# Natural traps and delts?



## maxie (Jan 31, 2011)

Is it possible to have these training natural? when i was doing heavy rack deads my traps came up a bit,but never the big standy up traps like you seen on lads on gear.

Also the delts never seem to "pop" like lads who are using.

Other muscle groups can come up fairly decent but these two seem the hardest to do out with. Im willing to be proved wrong but not sure i will be.


----------



## SK50 (Apr 7, 2013)

I cannot see the reason why you think any muscle group would grow at a different rate in relation to hormone levels...


----------



## The-Real-Deal (Dec 5, 2014)

train them properly :whistling:


----------



## JuggernautJake (Nov 6, 2013)

the reason why you see some people with huge boulder shoulders and ear high traps when they are on gear is because there is a high amount of androgen receptors around these areas... big bowling ball delts and mountains traps are a dead giveaway for gear imo

I could not for the life of me get my traps to grow that much natty...as soon as I jumped on they blew up

well I mean they certainly did grow but I was never pleased because I never had a realistic idea of how I wanted them to go...I just looked at people like bill goldberg for inspiration and that is totally unrealistic


----------



## DaveCW (Dec 9, 2013)

SK50 said:


> I cannot see the reason why you think any muscle group would grow at a different rate in relation to hormone levels...


Because traps back and shoulders have higher androgen receptor density.

Hence the acne...

You know the age old " look at them traps and lats he must be juicing"

They do tend to grow easier than other parts but not always i think it's a hit and miss argument.


----------



## BoxerJay (Jan 11, 2011)

Get doing HEAVY farmers walks, nothing hits them like it, pure agony the next day!


----------



## SK50 (Apr 7, 2013)

DaveCW said:


> Because traps back and shoulders have higher androgen receptor density.
> 
> Hence the acne...
> 
> ...


I do not agree

Besides, acne is skin and sebaceous glands, not muscle

That tale stems from the fact that developed traps simply have good visibility.. IMO


----------



## NoGutsNoGloryy (Jan 7, 2013)

SK50 said:


> I do not agree
> 
> Besides, acne is skin and sebaceous glands, not muscle
> 
> That tale stems from the fact that developed traps simply have good visibility.. IMO


I also believe that steroids cause the traps and delts to grow way quicker than other areas.


----------



## Soul keeper (Jul 7, 2010)

Depends largely on genectics IMO


----------



## SK50 (Apr 7, 2013)

NoGutsNoGloryy said:


> I also believe that steroids cause the traps and delts to grow way quicker than other areas.

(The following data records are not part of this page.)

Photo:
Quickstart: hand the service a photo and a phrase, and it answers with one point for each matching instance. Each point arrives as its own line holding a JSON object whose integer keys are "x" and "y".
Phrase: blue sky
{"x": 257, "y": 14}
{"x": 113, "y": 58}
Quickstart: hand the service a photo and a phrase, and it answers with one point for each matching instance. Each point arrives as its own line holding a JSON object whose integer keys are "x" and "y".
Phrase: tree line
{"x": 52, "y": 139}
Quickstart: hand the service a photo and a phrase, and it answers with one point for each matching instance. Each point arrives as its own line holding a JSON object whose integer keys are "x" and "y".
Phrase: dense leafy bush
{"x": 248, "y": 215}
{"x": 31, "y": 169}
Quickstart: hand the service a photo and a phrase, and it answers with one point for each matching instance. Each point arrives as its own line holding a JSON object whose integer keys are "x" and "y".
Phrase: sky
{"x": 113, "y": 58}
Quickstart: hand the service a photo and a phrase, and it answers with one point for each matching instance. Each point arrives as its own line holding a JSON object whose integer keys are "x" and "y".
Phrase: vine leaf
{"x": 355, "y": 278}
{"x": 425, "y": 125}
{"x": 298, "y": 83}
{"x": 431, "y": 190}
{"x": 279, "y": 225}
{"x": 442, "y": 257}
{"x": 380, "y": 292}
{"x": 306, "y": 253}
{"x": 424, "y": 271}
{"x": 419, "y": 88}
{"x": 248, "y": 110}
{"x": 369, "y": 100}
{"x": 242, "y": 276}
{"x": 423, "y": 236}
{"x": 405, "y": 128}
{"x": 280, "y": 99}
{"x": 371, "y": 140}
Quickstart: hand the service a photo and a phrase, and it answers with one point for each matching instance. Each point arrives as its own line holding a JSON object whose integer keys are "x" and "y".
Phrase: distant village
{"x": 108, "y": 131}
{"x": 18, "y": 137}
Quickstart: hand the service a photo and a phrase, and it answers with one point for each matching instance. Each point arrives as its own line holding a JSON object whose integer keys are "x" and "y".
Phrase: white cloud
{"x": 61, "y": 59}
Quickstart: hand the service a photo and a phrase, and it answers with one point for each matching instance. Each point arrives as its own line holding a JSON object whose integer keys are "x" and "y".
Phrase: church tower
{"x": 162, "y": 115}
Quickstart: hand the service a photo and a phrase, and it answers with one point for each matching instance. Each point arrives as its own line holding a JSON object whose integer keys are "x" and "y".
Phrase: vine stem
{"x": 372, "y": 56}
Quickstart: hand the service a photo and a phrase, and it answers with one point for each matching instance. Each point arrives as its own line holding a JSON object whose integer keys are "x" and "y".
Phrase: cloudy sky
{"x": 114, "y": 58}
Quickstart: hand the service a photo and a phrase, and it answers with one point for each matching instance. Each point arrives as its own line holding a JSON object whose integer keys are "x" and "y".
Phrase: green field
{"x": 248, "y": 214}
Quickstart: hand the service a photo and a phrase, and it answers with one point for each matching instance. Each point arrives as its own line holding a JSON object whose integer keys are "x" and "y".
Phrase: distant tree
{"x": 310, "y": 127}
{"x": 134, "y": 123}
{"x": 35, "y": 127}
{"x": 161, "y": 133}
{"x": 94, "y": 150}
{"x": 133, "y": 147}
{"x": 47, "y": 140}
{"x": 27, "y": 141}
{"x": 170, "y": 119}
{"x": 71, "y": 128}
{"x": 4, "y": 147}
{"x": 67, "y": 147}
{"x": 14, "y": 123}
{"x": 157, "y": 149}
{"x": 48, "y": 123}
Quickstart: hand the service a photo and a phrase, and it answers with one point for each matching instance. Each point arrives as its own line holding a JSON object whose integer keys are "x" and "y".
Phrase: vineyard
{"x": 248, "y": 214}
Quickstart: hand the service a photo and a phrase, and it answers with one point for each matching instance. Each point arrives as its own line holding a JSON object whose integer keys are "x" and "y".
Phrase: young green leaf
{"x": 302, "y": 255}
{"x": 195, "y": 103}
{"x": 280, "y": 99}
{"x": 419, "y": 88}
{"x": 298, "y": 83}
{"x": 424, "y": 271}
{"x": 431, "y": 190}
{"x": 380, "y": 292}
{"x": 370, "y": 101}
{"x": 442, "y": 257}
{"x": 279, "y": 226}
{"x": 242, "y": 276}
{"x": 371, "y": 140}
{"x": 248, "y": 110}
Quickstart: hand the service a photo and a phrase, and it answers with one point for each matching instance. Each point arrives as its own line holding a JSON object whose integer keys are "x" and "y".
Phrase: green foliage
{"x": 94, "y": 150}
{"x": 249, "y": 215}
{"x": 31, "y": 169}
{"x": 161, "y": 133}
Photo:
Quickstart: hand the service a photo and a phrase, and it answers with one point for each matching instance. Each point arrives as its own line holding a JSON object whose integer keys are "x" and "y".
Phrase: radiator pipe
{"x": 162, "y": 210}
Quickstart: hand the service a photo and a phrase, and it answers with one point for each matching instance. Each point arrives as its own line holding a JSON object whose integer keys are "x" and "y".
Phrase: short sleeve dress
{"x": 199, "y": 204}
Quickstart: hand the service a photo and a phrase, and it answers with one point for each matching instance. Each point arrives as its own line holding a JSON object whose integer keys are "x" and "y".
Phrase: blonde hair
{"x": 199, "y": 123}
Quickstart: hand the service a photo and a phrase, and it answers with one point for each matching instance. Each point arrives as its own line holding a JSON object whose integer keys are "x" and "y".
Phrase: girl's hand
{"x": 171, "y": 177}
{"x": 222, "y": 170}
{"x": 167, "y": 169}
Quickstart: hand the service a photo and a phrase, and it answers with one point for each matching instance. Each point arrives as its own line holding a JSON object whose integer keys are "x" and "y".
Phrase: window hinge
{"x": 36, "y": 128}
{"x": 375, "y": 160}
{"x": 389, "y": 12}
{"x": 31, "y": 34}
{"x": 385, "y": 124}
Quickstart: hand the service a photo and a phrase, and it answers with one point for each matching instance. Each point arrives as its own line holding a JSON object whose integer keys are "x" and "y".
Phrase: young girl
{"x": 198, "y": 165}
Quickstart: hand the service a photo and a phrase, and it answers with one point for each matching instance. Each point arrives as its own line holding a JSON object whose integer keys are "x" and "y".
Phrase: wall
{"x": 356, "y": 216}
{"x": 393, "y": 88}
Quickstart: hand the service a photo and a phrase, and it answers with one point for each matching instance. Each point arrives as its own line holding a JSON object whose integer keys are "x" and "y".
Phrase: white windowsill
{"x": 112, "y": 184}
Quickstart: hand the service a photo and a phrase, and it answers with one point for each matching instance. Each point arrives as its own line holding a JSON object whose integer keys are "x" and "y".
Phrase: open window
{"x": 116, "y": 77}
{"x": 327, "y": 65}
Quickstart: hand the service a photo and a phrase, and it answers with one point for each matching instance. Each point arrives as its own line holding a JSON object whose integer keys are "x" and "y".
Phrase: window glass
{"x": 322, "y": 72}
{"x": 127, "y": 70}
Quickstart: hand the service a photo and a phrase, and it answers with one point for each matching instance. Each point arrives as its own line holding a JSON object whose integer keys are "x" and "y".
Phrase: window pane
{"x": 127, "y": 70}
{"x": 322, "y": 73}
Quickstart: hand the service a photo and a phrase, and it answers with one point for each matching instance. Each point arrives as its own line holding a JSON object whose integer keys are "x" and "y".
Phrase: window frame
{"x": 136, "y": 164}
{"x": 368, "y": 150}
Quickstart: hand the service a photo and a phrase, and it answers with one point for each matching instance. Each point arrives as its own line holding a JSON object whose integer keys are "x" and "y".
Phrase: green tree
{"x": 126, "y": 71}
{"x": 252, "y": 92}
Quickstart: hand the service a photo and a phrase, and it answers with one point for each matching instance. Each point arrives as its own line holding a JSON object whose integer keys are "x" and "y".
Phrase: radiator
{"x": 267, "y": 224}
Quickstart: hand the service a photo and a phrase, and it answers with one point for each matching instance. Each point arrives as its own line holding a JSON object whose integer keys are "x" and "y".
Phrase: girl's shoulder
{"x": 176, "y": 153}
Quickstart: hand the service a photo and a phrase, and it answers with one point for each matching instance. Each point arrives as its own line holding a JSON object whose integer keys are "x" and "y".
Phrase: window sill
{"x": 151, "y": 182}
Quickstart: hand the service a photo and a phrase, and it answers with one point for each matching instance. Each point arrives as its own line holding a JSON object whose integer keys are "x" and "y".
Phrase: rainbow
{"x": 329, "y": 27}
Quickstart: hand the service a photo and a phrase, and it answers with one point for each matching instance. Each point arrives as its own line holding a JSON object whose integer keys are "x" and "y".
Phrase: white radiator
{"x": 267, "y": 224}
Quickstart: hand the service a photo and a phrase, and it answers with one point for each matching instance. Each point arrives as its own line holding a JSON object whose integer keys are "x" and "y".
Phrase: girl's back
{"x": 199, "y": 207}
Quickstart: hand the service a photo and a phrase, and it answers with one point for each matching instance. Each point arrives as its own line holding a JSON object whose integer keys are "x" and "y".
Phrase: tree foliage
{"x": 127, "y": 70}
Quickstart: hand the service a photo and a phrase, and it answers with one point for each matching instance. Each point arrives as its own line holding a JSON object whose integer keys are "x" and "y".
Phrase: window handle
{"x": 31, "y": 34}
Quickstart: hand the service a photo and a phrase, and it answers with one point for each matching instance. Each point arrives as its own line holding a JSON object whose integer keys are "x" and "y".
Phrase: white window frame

Interesting. Well, it's a new one on me, but it's hard to argue with observation. I can't get my head round it though -- even if there are more androgen receptors in those muscles, the hormone level is still systemic and should therefore up-scale in proportion.


----------



## simonthepieman (Jun 11, 2012)

I have to agree, on cycle, delts and traps do magi things. I don't even train traps in isolation, but on cycle mine look like Tom Hardy's in Warrior.

Delts on tren are unreal, but I ****ed them out after


----------



## SK50 (Apr 7, 2013)

BoxerJay said:


> Get doing HEAVY farmers walks, nothing hits them like it, pure agony the next day!


This, I do agree with.


----------



## FelonE1 (Dec 23, 2013)

My traps were decent natty.


----------



## SkinnyJ (Apr 21, 2012)

FelonE said:


> My traps were decent natty.


pics or no natty traps


----------



## FelonE1 (Dec 23, 2013)

SkinnyJ said:


> pics or no natty traps



View attachment 166061


----------



## maxie (Jan 31, 2011)

Do they stand up when your relaxed though felon e? thats what i was meaning.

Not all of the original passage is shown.